Both the 73 and 44 percent figures still fall short of the nearly 100 percent protection from HIV that condoms are reputed to offer (in real life studies, condoms block infection at about 80 percent when used correctly).

In addition to PrEP’s lower efficacy rate, it is also far more expensive than the alternatives. Truvada costs $13,000 per year in the United States. It is extremely unlikely that insurance plans would ever cover it; and states, many of which are already unable to fund their AIDS Drug Assistance Programs (ADAP), are not likely to be able to cover the cost of PrEP.

Then there is the general uncertainty about the wisdom of giving potentially toxic medications to HIV-negative people. Nonetheless, Mark Harrington, founder and executive director of Treatment Action Group, says, “After several years of gloom on the vaccines and prevention front, I take [the Truvada findings] as very good news indeed.”

Jennifer Flynn, managing director of Health GAP, agrees, noting the implications for the concept of “treatment as prevention.” PrEP results, Flynn says, support the related idea of “providing treatment to HIV-positive individuals so they are less likely to infect others.” She is referring to the fact that treatment can lower a positive person’s viral load, cutting the risk of transmitting HIV. The acceptance of PrEP, she says, is “further evidence that achieving the goal of ’universal access’—[defined as supplying drugs to 80 percent of those who need them]—would bring us close to actually controlling the spread of the virus.” Flynn is not deterred by the possible costs. “I don’t think anyone is envisioning prescribing Truvada to millions of people,” she says. “The idea is [to give PrEP] to people at high risk.” The principal obstacle, she says, is political. “It is absolutely feasible for governments to fund this.
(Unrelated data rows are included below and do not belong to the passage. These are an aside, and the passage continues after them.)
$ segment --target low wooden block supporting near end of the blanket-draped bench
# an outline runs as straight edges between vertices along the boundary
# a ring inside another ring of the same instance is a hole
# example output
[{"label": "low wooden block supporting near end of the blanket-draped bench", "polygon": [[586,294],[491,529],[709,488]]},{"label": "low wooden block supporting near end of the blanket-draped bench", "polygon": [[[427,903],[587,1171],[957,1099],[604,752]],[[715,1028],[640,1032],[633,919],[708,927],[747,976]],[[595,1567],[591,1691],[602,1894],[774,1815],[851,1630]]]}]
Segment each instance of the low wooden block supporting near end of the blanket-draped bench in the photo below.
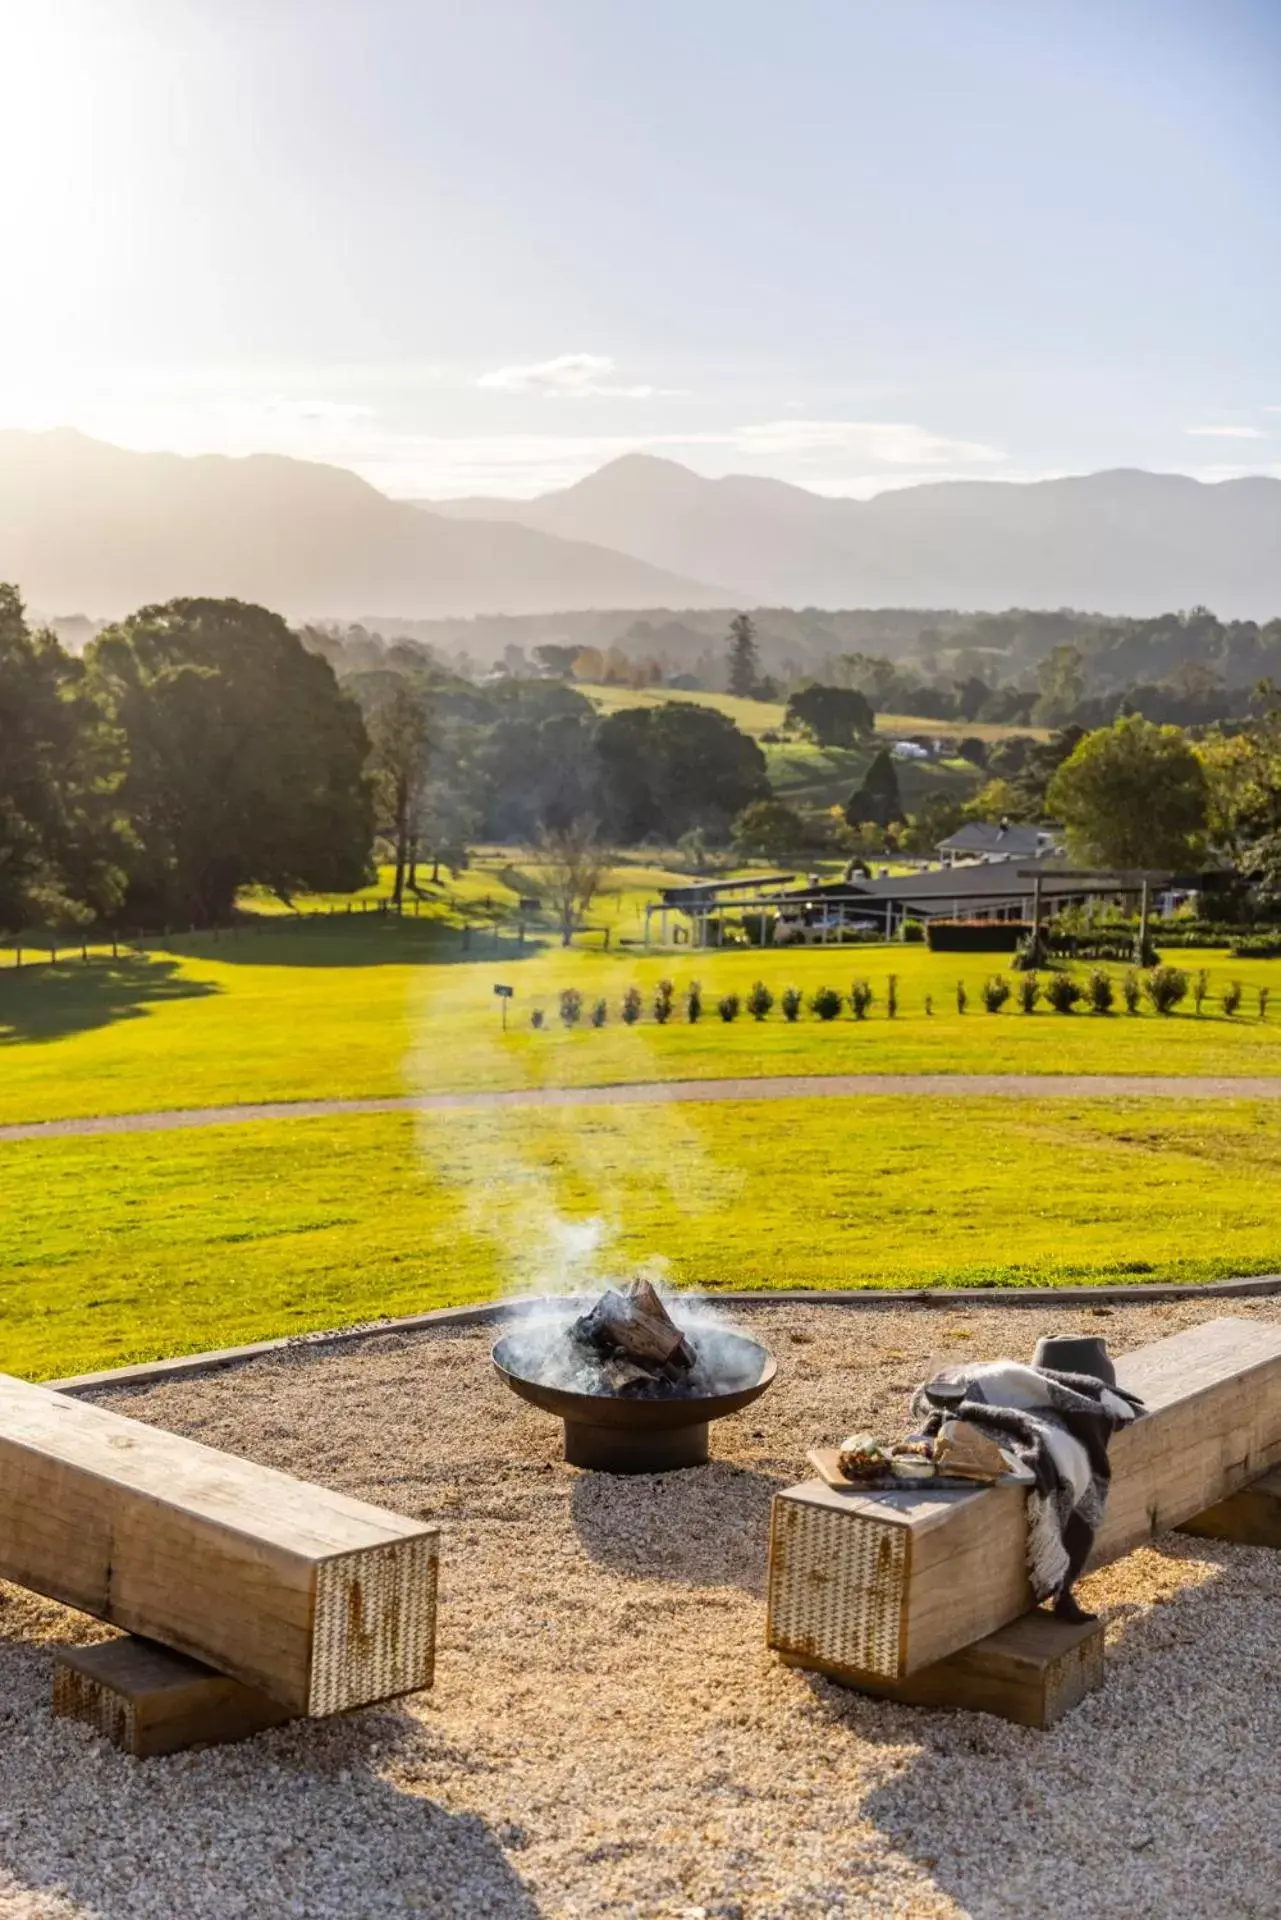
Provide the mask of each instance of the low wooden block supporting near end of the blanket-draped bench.
[{"label": "low wooden block supporting near end of the blanket-draped bench", "polygon": [[782,1659],[905,1707],[964,1707],[1016,1726],[1047,1728],[1102,1686],[1102,1620],[1072,1624],[1037,1609],[905,1680],[795,1653]]}]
However, we are facing [scaled back] funding for AIDS treatment.”

Harrington tempers his optimism (and Flynn’s) with a dose of reality. “If confirmed, these results will not necessarily be easy to translate into practice,” he says. “Who will pay for this prevention technology, given that HIV risks are not evenly distributed economically? What will be the effect of intermittent usage [of Truvada], which may be more convenient but also less [forgiving] than ongoing use? What will be the impact of the use of PrEP on emergence of drug resistance [in the larger population], given that it’s the backbone of the most commonly used triple therapy in rich nations, Atripla?”

Finally, there is the concern that PrEP will encourage greater risk-taking.


Indeed, some suggest that people taking PrEP might become cavalier and toss condoms altogether, but in iPrEx, the opposite happened. Participants used condoms more often and had fewer partners. Who knows if the protective effect of PrEP would evaporate outside of the context of a study combining regular safe-sex counseling and free condoms?

Granville notes that PrEP’s future relies on pill-takers as well as the pill itself: It might succeed “if [the pill] continues to work and if the people who should take it do so.” Viparatin poses this question of adherence a bit more bluntly. “Want to have unsafe sex? Then perhaps you are willing to pay $1,000 a month for a greater chance of not getting infected. What if you decided to stop having unsafe sex? Would you still have to take the medication? For how long?” And on an individual level, would one missed dose put you at risk from one bareback episode? For now, it seems, education, counseling and promoting condom use must remain the backbone of HIV prevention.

Certainly condoms are unpopular. But are they, as my volleyball teammate says, the “worst thing ever”? Not to Viparatin. “Of course I miss [barebacking],” he says. “But it’s not the unsafe sex I miss per se...it’s the freedom and innocence of just ’doing it’ any old way and not worrying about the consequences. But that was truly just an illusion anyway.”